I have always found myself drawn to books about books. It is a natural consequence of being an avid, some would say addicted, reader. Books at the center of a crime? Books as a force to bring together disparate misfits? Books about magical books? Books about the publishing business? Books about the people who write books? Cover blurbs mentioning any of these will get me interested enough to pick up a title and give it a go.
Books about writers are especially fascinating. Now that I am securely middle-aged and no longer fascinated by rock stars or Hollywood’s latest hunk-of-the-month, writers top the list of people who I think do something interesting and by extension are therefore interesting people. I’ve never stood in line to get an actor’s autograph, but I do it fairly regularly for writers.
Being at least a bit wiser than I was in my deluded younger days, I realize that reality and fantasy are very often not the same thing. Writers are as diverse as the population at large, and as with all groups of people, some are interesting and charming and warm. Others? Not so much.
I know I am not alone in conflating writers with their work. How else to explain those writers who are legendary? That band who engender feelings of adoration and obsession that made them famous for being famous, as much as for their work. The list is filled with familiar names: Hemingway, Fitzgerald, Norman Mailer, and when I was a teenager (and until quite recently) there was the looming reclusive shadow of J.D. Salinger.

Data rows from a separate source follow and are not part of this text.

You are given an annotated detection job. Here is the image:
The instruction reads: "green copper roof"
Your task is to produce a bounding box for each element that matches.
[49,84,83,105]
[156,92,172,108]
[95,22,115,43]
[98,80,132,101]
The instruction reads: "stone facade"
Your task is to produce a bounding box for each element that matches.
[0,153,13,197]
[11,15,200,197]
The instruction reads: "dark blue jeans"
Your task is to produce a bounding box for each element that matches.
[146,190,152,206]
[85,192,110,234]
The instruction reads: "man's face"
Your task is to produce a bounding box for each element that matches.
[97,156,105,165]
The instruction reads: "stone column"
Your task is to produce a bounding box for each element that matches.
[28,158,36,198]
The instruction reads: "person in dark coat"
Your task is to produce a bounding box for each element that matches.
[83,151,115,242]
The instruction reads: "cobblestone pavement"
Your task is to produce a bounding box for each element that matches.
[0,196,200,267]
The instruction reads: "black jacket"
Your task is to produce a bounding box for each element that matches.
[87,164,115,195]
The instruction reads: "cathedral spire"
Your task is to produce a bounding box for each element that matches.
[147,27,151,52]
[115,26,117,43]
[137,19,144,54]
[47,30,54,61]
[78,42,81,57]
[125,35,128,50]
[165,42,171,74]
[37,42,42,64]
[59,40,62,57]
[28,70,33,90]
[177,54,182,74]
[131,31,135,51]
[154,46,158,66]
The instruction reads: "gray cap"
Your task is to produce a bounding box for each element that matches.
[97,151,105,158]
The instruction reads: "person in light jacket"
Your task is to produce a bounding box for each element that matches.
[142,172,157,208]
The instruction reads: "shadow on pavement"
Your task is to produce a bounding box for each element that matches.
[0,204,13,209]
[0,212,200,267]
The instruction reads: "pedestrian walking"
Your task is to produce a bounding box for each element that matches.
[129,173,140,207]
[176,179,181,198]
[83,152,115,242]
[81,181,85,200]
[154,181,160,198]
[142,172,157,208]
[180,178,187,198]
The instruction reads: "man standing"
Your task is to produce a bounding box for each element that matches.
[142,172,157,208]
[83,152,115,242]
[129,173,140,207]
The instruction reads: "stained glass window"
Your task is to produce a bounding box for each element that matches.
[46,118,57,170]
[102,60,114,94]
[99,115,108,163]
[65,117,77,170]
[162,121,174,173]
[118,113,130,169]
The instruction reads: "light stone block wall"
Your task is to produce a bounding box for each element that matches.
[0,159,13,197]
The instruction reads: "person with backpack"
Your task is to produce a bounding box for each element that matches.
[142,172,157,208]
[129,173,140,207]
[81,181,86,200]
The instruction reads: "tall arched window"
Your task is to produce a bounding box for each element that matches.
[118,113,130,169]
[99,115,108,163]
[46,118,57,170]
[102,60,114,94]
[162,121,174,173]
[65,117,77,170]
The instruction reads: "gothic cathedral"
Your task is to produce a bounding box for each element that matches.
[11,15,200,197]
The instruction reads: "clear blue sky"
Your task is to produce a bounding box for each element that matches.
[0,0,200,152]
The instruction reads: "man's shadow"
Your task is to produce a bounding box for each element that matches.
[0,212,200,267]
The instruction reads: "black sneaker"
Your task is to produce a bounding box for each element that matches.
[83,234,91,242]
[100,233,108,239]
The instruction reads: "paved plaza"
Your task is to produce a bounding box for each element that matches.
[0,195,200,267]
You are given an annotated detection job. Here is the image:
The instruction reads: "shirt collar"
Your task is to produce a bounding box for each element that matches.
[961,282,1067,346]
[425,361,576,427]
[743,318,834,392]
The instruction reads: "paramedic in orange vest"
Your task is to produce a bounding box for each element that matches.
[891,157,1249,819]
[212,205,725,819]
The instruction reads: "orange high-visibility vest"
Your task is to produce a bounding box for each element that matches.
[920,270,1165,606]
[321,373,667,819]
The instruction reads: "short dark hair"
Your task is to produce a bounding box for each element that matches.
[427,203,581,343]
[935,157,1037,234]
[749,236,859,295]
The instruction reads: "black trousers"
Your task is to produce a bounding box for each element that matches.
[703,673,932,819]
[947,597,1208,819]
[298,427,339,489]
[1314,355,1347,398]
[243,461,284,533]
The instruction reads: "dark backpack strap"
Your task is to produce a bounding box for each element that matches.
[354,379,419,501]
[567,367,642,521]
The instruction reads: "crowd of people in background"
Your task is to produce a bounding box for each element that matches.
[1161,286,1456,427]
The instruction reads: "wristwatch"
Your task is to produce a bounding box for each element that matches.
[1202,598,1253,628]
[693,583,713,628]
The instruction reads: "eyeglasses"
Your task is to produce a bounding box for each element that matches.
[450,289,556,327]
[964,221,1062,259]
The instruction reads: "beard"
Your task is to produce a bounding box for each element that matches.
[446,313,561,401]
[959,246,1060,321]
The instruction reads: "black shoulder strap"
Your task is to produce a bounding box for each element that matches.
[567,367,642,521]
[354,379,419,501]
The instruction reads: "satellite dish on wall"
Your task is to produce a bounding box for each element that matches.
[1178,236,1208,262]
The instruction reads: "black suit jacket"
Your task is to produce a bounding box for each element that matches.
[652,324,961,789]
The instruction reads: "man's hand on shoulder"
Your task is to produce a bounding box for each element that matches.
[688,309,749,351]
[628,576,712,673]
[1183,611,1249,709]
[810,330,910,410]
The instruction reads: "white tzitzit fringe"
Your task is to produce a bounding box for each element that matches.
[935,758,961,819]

It has always been a mystery to me why Salinger was such a leading figure in the hearts and minds of many of my friends. I read Catcher in the Rye, everyone did, and hated it. To be fair, I’d probably be more open to “Catcher” now, but back then I decided Salinger wasn’t for me and I’ve stuck to that thus far. I felt a bit like a lone oddball my friends carried around dog eared copies of Nine Stories and Franny and Zooey and vocally hoped that follow up books would yet appear.

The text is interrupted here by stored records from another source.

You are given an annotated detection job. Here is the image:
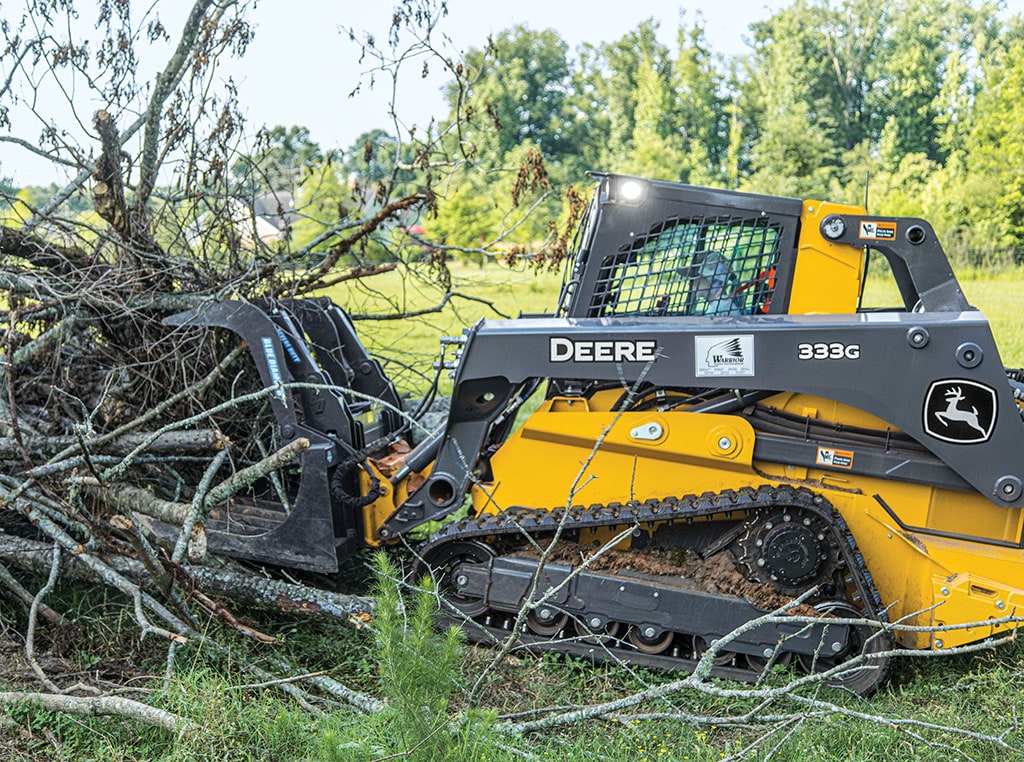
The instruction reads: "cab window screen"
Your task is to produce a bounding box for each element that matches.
[590,217,779,316]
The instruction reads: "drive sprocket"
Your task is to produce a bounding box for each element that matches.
[736,507,843,598]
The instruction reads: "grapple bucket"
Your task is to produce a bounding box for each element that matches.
[165,298,401,573]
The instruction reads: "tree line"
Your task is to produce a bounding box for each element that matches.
[235,0,1024,264]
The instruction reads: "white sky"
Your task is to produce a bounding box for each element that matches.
[0,0,774,184]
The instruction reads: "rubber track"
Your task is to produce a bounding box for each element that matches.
[418,484,888,682]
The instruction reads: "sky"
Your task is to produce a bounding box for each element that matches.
[0,0,778,185]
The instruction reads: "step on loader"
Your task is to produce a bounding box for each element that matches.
[169,174,1024,693]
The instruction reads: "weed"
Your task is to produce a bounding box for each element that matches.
[319,553,494,762]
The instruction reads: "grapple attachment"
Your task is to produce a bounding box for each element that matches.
[165,298,401,573]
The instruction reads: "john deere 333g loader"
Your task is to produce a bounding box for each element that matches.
[170,175,1024,693]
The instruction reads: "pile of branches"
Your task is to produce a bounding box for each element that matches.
[0,0,456,727]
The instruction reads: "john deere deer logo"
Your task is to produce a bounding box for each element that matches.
[925,379,995,445]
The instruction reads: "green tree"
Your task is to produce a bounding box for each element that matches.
[231,125,327,193]
[670,22,730,184]
[962,39,1024,262]
[447,25,587,174]
[583,18,671,171]
[622,55,688,180]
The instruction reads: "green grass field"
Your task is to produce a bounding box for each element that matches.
[0,260,1024,762]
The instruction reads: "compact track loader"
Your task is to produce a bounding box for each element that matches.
[169,174,1024,693]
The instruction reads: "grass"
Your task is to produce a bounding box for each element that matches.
[6,260,1024,762]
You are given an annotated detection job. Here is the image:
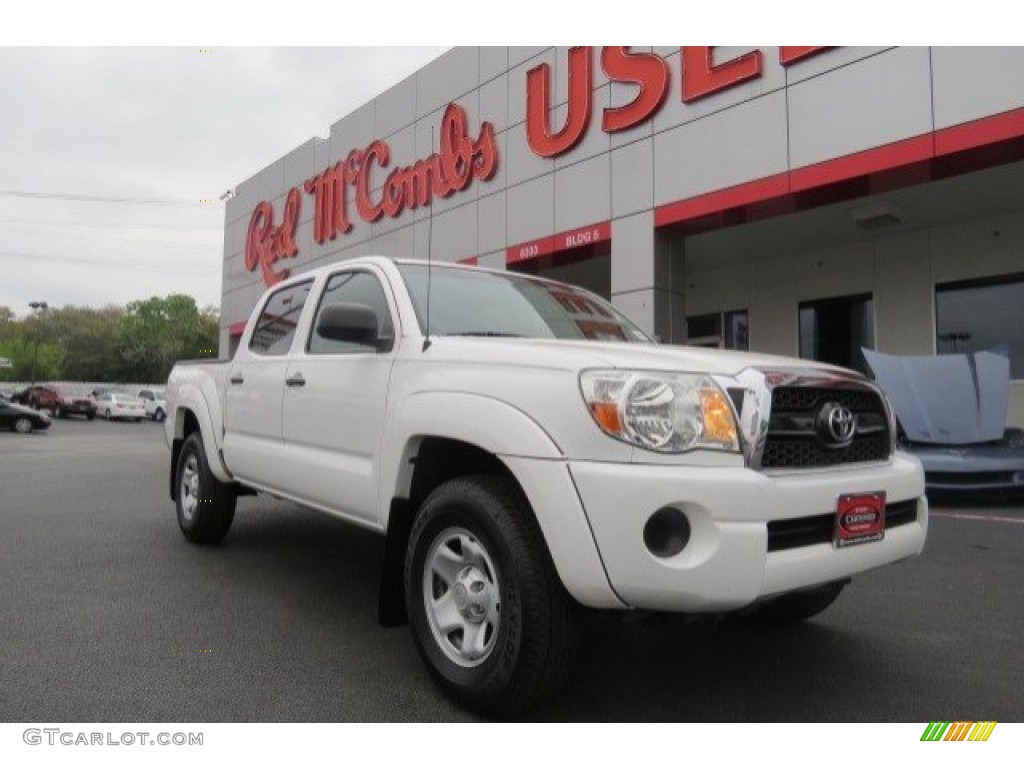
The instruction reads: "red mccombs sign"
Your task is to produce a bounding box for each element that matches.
[245,45,826,286]
[246,103,498,286]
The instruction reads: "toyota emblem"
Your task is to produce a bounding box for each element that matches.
[817,402,857,447]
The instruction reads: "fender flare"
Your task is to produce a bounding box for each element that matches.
[378,391,565,507]
[167,384,234,482]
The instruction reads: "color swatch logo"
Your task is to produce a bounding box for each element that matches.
[921,720,995,741]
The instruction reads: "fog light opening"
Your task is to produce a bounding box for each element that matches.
[643,507,690,558]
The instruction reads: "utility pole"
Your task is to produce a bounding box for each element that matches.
[29,301,50,385]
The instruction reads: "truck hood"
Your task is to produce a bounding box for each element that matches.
[863,347,1010,445]
[425,336,851,376]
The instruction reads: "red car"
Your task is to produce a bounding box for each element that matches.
[27,384,96,421]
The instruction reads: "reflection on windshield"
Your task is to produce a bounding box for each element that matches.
[398,264,650,342]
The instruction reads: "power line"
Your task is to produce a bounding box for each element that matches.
[0,216,224,232]
[0,224,223,251]
[0,251,219,274]
[0,189,213,208]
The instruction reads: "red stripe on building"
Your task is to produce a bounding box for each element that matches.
[790,133,935,193]
[654,109,1024,229]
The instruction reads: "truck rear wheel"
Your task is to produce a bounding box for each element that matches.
[404,475,577,716]
[752,581,849,626]
[175,432,238,544]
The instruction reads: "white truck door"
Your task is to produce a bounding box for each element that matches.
[283,265,399,522]
[224,280,313,488]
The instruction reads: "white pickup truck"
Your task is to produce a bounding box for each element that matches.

Certainly the tidbits I’ve gleaned about Salinger through osmosis over the years haven’t done anything but reinforce my negative opinion. So given these feelings about the man and his work, why did I leap at the chance to read Adam Langer’s newest novel The Salinger Contract? The real question would be how could I resist this description:
An enthralling literary mystery that connects some of the world’s most famous authors—from Norman Mailer and Truman Capote to B. Traven and J. D. Salinger—to a sinister collector in Chicago
Add to that, the narrator — who shares the author’s name — and Conner Joyce, who confides his story to Adam, are both writers struggling in the wake of the changes in the publishing world. Conner is a formerly successful crime writer whose sales are declining now that his turf has largely been ceded to procedural television dramas. He reconnects with Adam when he arrives in Bloomington, Indiana on what can only be termed as the book tour from hell — bookstores are a vanishing breed, fans are thin on the ground and all Conner wants to do is get home to his wife and infant son. Adam, who first met Conner when he wrote a profile of him for a now defunct literary magazine, is now a house husband to his academic wife wondering what’s next. He wrote a novel, but it went nowhere, the only impact it seemed to have in the world was to estrange him from his mother. After a desultory evening licking their wounds at a sports bar, Conner heads to Chicago and Adam assumes that’s that.
Adam is surprised when Conner gets back in touch within a couple of days to relay a wild tale of his meeting with the shadowy and outrageously named, Dex Dunford and his Eastern European bodyguard, Pavel. Dex, is offering to pay Conner $2.5 million dollars to write a new novel, for his eyes only. An outrageous proposal to be sure, but it gets crazier when Dex reveals to Conner that he has made a hobby of commissioning manuscripts by famous authors — Norman Mailer, Saul Bellow, Truman Capote, Harper Lee and others, including J.D. Salinger.
With this opening salvo, the book takes off and each twist of plot takes the story a bit closer to the absurd, managing to be simultaneously amusing and thought provoking. Because Langer stealthily uses the unreliability of both narrators to good effect I found I was constantly asking what and who I should trust. I was wary of Conner’s tale to Adam, Adam’s retelling of Conner’s story, and Adam’s portrayal of his own story — after all, is Adam a character, or the author? It sounds torturous when described, but the actual reading experience was breezy and fun.
By the end Langer’s narrative choices make sense and the plot is neatly concluded (spoiler alert: the title will make sense). I even found myself continuing to chuckle at how well the puzzles and clues all fit together.
The Salinger Contract is smart, great fun and a bit snarky about the publishing industry. I am enthused enough about it that found myself recommending it to a woman I encountered reading David Gilbert’s & Sons when I took my cat to a vet appointment yesterday. Gilbert’s book is in many ways related to The Salinger Contract, but is less of a satirical romp and more of a self-important slog (with some good bits). By the time I finished gushing about Langer’s book she was planning on picking up The Salinger Contract next.
You should too.
Disclosure: I received access to an advance copy from the publisher via Goodreads in return for an honest review which to the best of my ability, is what I’ve written.